O vice-presidente dos EUA, JD Vance, criticou duramente as autoridades israelenses na quinta-feira por não apoiarem o acordo nuclear dos EUA com o Irã, acusando ministros de extrema-direita de não demonstrarem apreço pelo apoio americano, ao defender o memorando de entendimento recém-assinado em uma coletiva de imprensa na Casa Branca.
“Vocês viram pessoas dentro do gabinete de Bibi que vieram a público criticar o acordo e, de certa forma, atacaram pessoalmente o presidente dos Estados Unidos”, disse ele aos repórteres, usando um apelido para o primeiro-ministro Benjamin Netanyahu, a quem isentou de sua ira explícita.
“Em primeiro lugar, Donald J. Trump é o único chefe de Estado em todo o mundo que demonstra simpatia pela nação de Israel neste momento. E por acaso, ele é o chefe de Estado da maior superpotência mundial”, disse Vance.
“Se eu fizesse parte do gabinete do governo israelense, talvez não estivesse atacando o único aliado poderoso que me resta no mundo inteiro.”
“Outra coisa que eu gostaria de dizer é que, nos últimos três meses, dois terços das armas defensivas que protegeram o seu país foram construídas por mãos americanas e pagas com o dinheiro dos impostos americanos”, disse ele.
“O problema de Israel não é Donald J. Trump. E qualquer pessoa em Israel que pense que seu maior problema é o presidente dos Estados Unidos precisa acordar para a realidade da situação em que o país se encontra”, concluiu Vance.
Os comentários se referiam ao Ministro das Finanças, Bezalel Smotrich, e ao Ministro da Segurança Nacional, Itamar Ben Gvir, parceiros de extrema-direita de Netanyahu, que pediram a Israel que desconsiderasse os termos do acordo, descrevendo-o como um perigo para a segurança do país.
‘Não se resolve qualquer problema simplesmente matando.’
Anteriormente, Vance disse ao The New York Times que achava “todo esse alvoroço em Israel um pouco estranho”, sugerindo que a preocupação com o acordo vinha de uma desconfiança injustificada em relação aos EUA.

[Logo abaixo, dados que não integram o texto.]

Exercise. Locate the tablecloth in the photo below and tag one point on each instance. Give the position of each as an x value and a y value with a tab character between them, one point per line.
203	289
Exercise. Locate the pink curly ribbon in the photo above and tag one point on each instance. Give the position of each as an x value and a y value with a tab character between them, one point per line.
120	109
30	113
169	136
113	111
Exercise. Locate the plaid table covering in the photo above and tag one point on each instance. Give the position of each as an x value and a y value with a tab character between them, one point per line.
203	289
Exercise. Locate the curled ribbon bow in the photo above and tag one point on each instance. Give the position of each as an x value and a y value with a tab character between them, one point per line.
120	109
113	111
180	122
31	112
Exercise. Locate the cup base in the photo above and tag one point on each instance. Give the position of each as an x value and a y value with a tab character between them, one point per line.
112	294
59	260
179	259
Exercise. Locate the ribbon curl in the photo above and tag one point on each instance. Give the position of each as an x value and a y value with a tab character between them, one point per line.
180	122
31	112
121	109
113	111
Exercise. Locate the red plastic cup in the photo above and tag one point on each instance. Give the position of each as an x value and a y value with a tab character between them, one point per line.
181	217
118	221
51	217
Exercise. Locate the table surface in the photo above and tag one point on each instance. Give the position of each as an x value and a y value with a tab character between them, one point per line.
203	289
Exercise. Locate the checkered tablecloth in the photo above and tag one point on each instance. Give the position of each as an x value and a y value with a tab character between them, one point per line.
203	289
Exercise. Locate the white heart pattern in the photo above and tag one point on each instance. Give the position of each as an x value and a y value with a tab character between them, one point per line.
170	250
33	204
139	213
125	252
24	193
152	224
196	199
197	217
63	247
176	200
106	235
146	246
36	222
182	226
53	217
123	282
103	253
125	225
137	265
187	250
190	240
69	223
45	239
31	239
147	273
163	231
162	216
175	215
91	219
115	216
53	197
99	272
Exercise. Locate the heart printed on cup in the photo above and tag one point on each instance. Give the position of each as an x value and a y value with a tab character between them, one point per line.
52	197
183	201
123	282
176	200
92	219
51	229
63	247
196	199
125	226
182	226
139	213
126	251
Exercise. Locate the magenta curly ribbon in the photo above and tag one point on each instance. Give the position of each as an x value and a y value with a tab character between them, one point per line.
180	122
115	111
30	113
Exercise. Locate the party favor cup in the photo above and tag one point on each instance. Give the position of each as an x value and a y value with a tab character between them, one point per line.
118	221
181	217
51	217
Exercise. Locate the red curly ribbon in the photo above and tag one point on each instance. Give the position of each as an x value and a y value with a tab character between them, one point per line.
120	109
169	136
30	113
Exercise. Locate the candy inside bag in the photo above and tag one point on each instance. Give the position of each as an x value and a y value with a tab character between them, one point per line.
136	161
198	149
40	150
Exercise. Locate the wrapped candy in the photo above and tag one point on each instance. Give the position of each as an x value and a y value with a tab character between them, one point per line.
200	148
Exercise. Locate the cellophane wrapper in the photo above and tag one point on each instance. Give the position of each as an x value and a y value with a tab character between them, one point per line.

“É evidente que grandes segmentos do sistema político e da população israelense são muito sensíveis a esse acordo”, disse ele. “Mas também acho que estão absorvendo algumas informações errôneas sobre o acordo e as propagando, entrando em pânico por causa disso.”
Questionado sobre como responderia aos ministros, Vance disse: “Acho que minha resposta seria: Qual é a sua proposta exata? Vocês são um país de nove milhões de pessoas. Não dá para resolver todos os problemas de segurança nacional matando.”
Trump e o presidente iraniano Masoud Pezeshkian assinaram o memorando de entendimento na quarta-feira, dois dias antes do previsto inicialmente.
Com o acordo em vigor, Teerã obteve um alívio econômico em larga escala e concordou, em princípio, com uma diluição subsequente de seu urânio enriquecido.
No entanto, o memorando de entendimento não resolveu nenhum dos objetivos de guerra declarados pelos EUA e Israel após os ataques conjuntos que deram início ao conflito em fevereiro. Em vez disso, adiou a discussão sobre o programa nuclear iraniano e outras questões centrais para um período de negociação de 60 dias, que, segundo Vance, começou na quinta-feira.
Início do prazo de 60 dias
Alguns funcionários sugeriram que a primeira rodada de negociações será realizada na sexta-feira, enquanto outros se contentaram com um horário não especificado durante o fim de semana.
Vance afirmou que é difícil para as autoridades iranianas saírem do país, sugerindo que a reunião pode demorar mais para ser concretizada.
O vice-presidente pareceu diferenciar entre conversas técnicas e conversas com os líderes políticos — estas últimas às quais ele planeja comparecer.
Ele disse que ainda planeja ir à Suíça neste fim de semana para as negociações, mas que isso pode mudar.